Szolc napisał na portalu wiadomości.24, że policja powinna złamać strajk w Budryku.
W stylu podobnym do neoliberalnych publicystów z GW, Szolc w grudniu napisał o strajku w Budryku:
Od ponad 2 tygodni trwa strajk na Kopalni Budryk. Sądzę, że jedyną strategią jego organizatorów jest trwanie w nim. Nie wiedzą co mają zrobić, gdyż są uzleznieni od nadziei, którą rozbudzili w górnikach.
Wydarzenia na kopalni Budryk wskazują, że komitet strajkowy był przekonany, że wystarczy kilka dni strajku, aby zmusić zarząd do ustępstw. Pewnie nikt z nich nie przewidział scenariusza, że tych postulatów nie da się osiągnąć. Można więc założyć, że organizatorzy wiedzieli jak rozpocząć strajk, jednak nie mają bladego pojęcia jak go zakończyć, zaspakając przy tym rozbudzone oczekiwania strajkujących.
Obawiam się, że Ci ludzie zatracili całkowicie poczucie rzeczywistości.
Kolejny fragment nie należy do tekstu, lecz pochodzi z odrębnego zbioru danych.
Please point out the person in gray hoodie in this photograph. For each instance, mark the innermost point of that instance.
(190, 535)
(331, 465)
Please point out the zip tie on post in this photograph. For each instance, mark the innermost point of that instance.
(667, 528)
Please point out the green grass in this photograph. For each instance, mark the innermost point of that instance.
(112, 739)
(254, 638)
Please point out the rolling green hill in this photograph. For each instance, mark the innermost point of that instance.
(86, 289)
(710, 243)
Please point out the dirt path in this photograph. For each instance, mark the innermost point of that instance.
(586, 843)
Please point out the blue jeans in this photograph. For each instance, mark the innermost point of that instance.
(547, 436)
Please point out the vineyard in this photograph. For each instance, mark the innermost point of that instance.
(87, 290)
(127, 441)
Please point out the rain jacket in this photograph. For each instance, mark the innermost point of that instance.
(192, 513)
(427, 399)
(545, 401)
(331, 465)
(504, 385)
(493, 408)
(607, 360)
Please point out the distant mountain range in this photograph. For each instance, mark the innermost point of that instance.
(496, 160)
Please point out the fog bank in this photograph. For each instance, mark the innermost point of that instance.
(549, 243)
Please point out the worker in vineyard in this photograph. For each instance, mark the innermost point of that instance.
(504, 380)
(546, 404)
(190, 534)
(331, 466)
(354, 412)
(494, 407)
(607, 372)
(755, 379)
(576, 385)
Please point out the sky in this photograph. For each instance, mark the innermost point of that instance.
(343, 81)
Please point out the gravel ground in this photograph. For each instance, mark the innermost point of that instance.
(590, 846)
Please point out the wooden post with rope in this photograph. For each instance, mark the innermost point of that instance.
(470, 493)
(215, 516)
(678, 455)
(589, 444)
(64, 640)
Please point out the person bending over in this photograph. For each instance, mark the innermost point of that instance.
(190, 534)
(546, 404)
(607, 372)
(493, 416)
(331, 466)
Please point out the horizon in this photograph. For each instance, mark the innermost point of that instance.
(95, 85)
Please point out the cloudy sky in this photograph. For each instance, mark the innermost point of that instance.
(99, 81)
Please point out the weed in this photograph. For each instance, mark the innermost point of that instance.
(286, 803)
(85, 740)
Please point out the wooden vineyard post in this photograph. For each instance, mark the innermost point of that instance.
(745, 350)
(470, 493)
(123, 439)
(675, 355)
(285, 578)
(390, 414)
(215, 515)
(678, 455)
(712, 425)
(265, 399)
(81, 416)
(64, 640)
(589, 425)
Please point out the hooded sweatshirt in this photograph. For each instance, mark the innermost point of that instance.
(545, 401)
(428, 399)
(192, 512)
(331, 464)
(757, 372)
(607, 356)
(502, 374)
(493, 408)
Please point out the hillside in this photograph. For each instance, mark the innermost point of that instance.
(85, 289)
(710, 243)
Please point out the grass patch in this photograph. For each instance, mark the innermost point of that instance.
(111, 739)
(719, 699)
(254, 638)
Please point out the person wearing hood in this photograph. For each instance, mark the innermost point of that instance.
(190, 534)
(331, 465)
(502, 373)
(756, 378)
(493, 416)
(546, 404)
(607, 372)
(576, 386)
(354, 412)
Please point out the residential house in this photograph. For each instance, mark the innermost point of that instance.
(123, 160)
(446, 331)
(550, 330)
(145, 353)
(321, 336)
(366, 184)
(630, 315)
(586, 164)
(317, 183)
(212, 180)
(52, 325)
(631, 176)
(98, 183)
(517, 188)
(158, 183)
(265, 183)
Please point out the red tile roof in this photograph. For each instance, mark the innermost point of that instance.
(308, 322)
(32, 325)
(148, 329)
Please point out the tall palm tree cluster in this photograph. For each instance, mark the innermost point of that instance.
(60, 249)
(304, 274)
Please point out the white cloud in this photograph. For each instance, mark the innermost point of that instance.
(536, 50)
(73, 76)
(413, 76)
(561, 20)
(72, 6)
Dlatego trwają uparcie przy swoich racjach, nie patrząc na to, że kopalnia generuje coraz większe straty. Myślę też, że nie ma co liczyć na to, że organizatorzy sami zakończą ten strajk. Obawiam się, że tego nie zrobią, ponieważ zbyt bardzo rozbudzili nadzieję załogi, która przystąpiła do strajku. Najprawdopodobniej boją się też przyznać, że nie są w stanie nic więcej osiągnąć niż to, co udało się zrobić Solidarności oraz pozostałym związkom zawodowym w porozumieniu z JSW, tyle, że bez strajku! I na tym właśnie polega ta zasadnicza różnica! Przyznając się do porażki musieliby też odpowiedzieć, na jakże ważne, pytanie: po co właściwie był ten strajk?
Co więc można zrobić, aby zakończyć ten beznadziejny stan? Wydaję mi się, że jedynym rozsądnym rozwiązaniem, w tak patowej sytuacji, pozostaje odcięcie organizatorów od strajkującej załogi. To oczywiście wymaga podjęcia interwencji ze strony państwa. Skoro jednak mamy do czynienia z strajkiem nielegalnym, który przedłuża się w nieskończoność, służby interwencyjne powinny podjąć niezbędne działania prawne, aby na kopalni ludzie mogli normalnie pracować. Uważam, że dla związków zawodowych w takiej sytuacji, sprawą najważniejszą powinna być ochrona stabilnego zatrudnienia.